Sri Lanka is edging closer to securing its next tranche of International Monetary Fund (IMF) funding, with the global lender acknowledging the country’s commitment to tough economic reforms. However, several critical IMF benchmarks remain unfulfilled, particularly in 2025, raising questions about the durability of Sri Lanka’s recovery trajectory.
Julie Kozack, Director of the IMF’s Communications Department, announced that a Staff-Level Agreement was reached on April 25 for the fourth review of Sri Lanka’s Economic Reform Programme. The deal moves Sri Lanka a step closer to receiving around $344 million in financial assistance, pending approval from the IMF Executive Board.
“The program and Sri Lanka’s ambitious reform agenda continue to deliver commendable outcomes,” Kozack said. She pointed to gains in macroeconomic stability, including low inflation, a rebound in economic growth, rising foreign reserves, and progress in debt restructuring.
Among the most recent steps taken by Sri Lanka is a 15% increase in electricity tariffs and the publication of revised bulk supply transaction account guidelines by the Public Utilities Commission—actions that fulfill prior conditions required for the next IMF disbursement.
Yet, despite the progress, Sri Lanka has fallen short in several critical areas tied to IMF benchmarks in 2025. These include delays in fully implementing the new Public Procurement Law, gaps in asset recovery legislation, and slow progress in operationalizing recommendations outlined in the IMF’s Governance Diagnostic Report. Additionally, concerns remain over Sri Lanka’s ability to sustain tax revenue improvements and maintain fiscal discipline ahead of the 2025 presidential elections.
Governance reforms—especially related to transparency, anti-corruption, and institutional independence—are central to IMF expectations. While Sri Lanka has published an updated governance action plan, its execution remains partial and uneven.

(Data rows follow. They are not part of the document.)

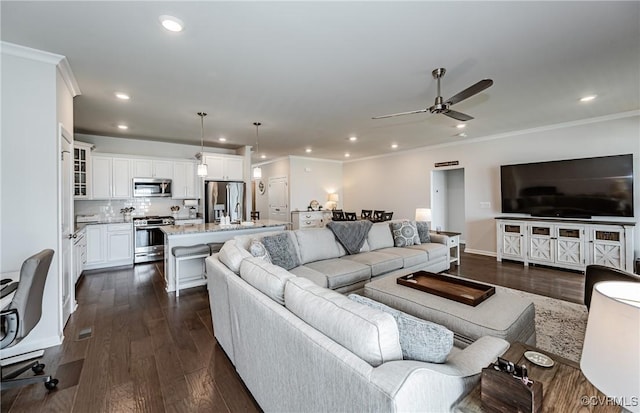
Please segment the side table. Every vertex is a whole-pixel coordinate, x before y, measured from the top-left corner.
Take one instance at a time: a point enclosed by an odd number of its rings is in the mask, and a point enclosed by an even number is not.
[[[552,367],[539,367],[524,357],[525,351],[537,351],[551,357],[555,364]],[[529,377],[533,381],[542,383],[542,411],[543,412],[620,412],[620,406],[615,405],[611,399],[596,389],[582,374],[580,366],[571,360],[567,360],[548,351],[540,350],[534,346],[523,343],[514,343],[502,356],[517,365],[525,364],[529,371]],[[479,383],[464,398],[454,411],[459,413],[486,412],[483,409],[480,397]]]
[[[451,231],[430,231],[433,234],[446,235],[449,237],[447,246],[449,247],[449,264],[460,265],[460,233]]]

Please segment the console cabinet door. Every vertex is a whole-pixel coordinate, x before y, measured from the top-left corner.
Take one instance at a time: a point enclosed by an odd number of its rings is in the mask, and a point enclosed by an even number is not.
[[[502,237],[500,255],[502,258],[522,261],[524,253],[525,224],[523,222],[501,223]]]
[[[584,268],[585,228],[581,225],[556,225],[556,260],[562,267]]]
[[[112,198],[131,198],[131,192],[133,191],[131,163],[131,159],[113,158]]]
[[[85,237],[87,242],[86,265],[100,264],[107,260],[104,245],[104,232],[106,225],[87,225]]]
[[[551,264],[555,261],[554,226],[548,224],[529,224],[528,247],[529,260],[541,264]]]
[[[91,194],[93,199],[111,198],[111,170],[113,159],[96,156],[91,159]]]
[[[591,264],[625,269],[625,239],[623,229],[590,229],[589,261]]]

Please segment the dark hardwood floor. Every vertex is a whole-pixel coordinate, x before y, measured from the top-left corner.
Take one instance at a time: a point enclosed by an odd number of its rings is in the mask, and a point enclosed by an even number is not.
[[[462,254],[450,273],[582,303],[583,275]],[[60,380],[2,392],[2,412],[259,411],[213,337],[205,287],[164,291],[162,265],[85,273],[64,343],[45,351]],[[90,329],[87,330],[87,329]]]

Kozack stressed that maintaining momentum is vital. “It’s important to acknowledge this progress and ensure that reform momentum continues through the remainder of the current program,” she said. “Elevated global economic risks can impact countries like Sri Lanka, and if needed, the IMF stands ready to recalibrate policies within the existing framework.”
Sri Lanka’s road to economic recovery remains fragile. While near-term indicators show signs of improvement, meeting outstanding IMF conditions is crucial for long-term stability and regaining investor confidence. The exact date for the IMF Executive Board’s decision has not been announced, but it will hinge on the timely and full implementation of prior actions.
As the country approaches the halfway mark of its IMF program, the coming months will be decisive in determining whether Sri Lanka can maintain reform discipline—or risk setbacks in its path to economic recovery.